EUIPOはオープンソースプロジェクトの商標取得を認めていますが、EU内での商標の「真正な使用」の証明が必要だとシュミット氏は述べています。ウェブサービスの場合、ユーザーのデータを収集しなければ「EU内でユーザーが利用している」ことを証明できませんが、シュミット氏は情報収集量をできるだけ少なくするようにしていて、また、メインページで一時期稼働させていたGoogle Analyticsは多くのユーザーがブロックしていて、ほとんど機能しなかったそうです。
このためEUIPOは、2018年から2023年までの統計データでDeepkitのサイトを訪問したユーザーのうちEU内のユーザーは1800人程度と少なく、EU内の商業的利用の実態として認められないと判断。また、数十万回のダウンロードや数千件のスターを含むnpmjs+GitHubの統計データについては、位置情報データがないためEUでの使用を確認できないとして却下されました。シュミット氏によれば、EUIPOは「登録された商標『Deepkit』とサービスの利用を明確に紐付けられない」と主張してきたとのこと。

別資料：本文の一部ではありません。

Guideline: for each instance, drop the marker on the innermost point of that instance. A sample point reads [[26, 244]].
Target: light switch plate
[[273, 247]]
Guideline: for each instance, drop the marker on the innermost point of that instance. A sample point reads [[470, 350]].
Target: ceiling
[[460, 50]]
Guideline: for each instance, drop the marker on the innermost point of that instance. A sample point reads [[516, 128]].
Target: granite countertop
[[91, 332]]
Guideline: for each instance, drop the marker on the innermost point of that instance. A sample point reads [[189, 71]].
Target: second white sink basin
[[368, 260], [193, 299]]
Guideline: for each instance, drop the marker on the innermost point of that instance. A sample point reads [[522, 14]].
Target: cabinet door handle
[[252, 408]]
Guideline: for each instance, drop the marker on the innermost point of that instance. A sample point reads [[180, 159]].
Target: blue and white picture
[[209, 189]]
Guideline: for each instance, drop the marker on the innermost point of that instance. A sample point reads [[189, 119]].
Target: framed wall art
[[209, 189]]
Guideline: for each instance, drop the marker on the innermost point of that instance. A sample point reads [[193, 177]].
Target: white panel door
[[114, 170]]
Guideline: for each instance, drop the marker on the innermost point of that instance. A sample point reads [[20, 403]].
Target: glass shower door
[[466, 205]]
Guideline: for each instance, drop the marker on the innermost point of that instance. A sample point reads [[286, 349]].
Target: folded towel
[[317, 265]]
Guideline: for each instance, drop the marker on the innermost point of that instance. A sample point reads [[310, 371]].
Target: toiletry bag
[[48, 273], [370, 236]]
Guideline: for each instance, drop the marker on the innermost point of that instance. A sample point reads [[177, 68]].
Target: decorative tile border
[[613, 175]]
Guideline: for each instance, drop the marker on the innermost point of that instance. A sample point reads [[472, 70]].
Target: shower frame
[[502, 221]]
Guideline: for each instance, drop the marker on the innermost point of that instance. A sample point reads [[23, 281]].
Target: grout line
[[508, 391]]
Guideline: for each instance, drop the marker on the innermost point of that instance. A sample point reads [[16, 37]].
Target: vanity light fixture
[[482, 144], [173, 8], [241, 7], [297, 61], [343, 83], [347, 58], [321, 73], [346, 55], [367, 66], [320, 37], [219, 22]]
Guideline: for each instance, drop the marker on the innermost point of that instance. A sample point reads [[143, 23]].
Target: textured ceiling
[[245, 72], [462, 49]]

こうして、Deepkiによる申請が認められ、シュミット氏の持つDeepkitの商標は商標取り消し申請の提出された2024年3月18日にさかのぼって取り消されました。また、取り消し手続きで敗訴した形のシュミット氏は、相手方の負担した費用を支払うことになりました。
Deepkiはアメリカでも商標の取得を狙い、2022年に申請を行った際は「類似性が過度に高い」としてUSPTO(アメリカ特許商標庁)に却下されていますが、2025年に再度の申請を行い、商標登録に成功しています。なぜ一度却下された申請が通ったのかは不明だとのこと。
こうした状況に、シュミット氏は他のユーザーに向けて以下のような相談をしています。
・セカンドオピニオンを得た上でEUで異議申し立てを行うべきでしょうか。Deepkitは非常に小さいプロジェクトです。
・アメリカでのDeepkiの商標登録に異議申し立てを行うべきでしょうか。
・それとも、Deepkitの商標権を完全に放棄すべきでしょうか。すでにこの件では多額の損失を被っています。
・オープンソースプロジェクト全般で、収益を発生させることなくEU内での使用を証明する実践的でプライバシーに配慮した方法はあるのでしょうか。
・EUでの使用証明がこれほど脆弱なら、商標を維持する価値はあるのでしょうか。弁護士に数千ドル(数十万円)払っても簡単に商標が取り消される可能性があるのに。
なお、Hacker Newsでは「GitHubやウェブサイトを運営し、登録された名称を使用しているだけで、『商標を使用している』という要件は満たしているはずです」や「EUでの商標を取り消されても先に使っていたのはシュミット氏であり、また、Deepkiも必要な商標は手に入れていてこれ以上の行動は起こさないと考えられるので、名前は変更しないべき」とのコメントがある一方、「訴訟に費やすには、人生は短すぎる」と問題を避ける方向の呼びかけも行われています。